Il y a enfin la part d'opacité. Déléguer les frais à un paymaster, c'est accepter qu'un tiers voie passer et finance ses transactions. Synchroniser ses clés dans un nuage, c'est faire confiance à un coffre que l'on n'inspecte pas. Le portefeuille devient plus simple à vivre, mais aussi plus difficile à auditer pour qui veut vraiment savoir où repose son argent.

Une autonomie qui se partage

Le smart wallet ne tranche pas le vieux dilemme entre commodité et souveraineté, il le reformule. L'autodétention pure, celle des douze mots, offrait une indépendance totale au prix d'une responsabilité écrasante et d'un seul faux pas possible. Le portefeuille intelligent échange une part de cette indépendance contre un filet : des gardiens, une puce sécurisée, un standard partagé.

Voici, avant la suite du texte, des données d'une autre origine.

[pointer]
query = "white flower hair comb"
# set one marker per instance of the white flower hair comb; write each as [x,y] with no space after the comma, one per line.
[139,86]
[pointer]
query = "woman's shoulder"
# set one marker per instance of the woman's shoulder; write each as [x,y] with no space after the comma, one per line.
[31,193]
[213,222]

La vraie question n'est donc plus « ai-je gardé mon papier ? », mais « à qui ai-je choisi de faire confiance, et l'ai-je choisi en connaissance de cause ? ». Pour la première fois, l'autodétention devient accessible à qui n'a ni la patience ni l'expertise d'un coffre-fort humain. Elle cesse d'être un acte solitaire pour devenir une affaire de cercles : ses proches, son téléphone, le code que l'on accepte d'exécuter. Le progrès, ici, n'est pas d'avoir éliminé la confiance. C'est de pouvoir enfin décider où la placer.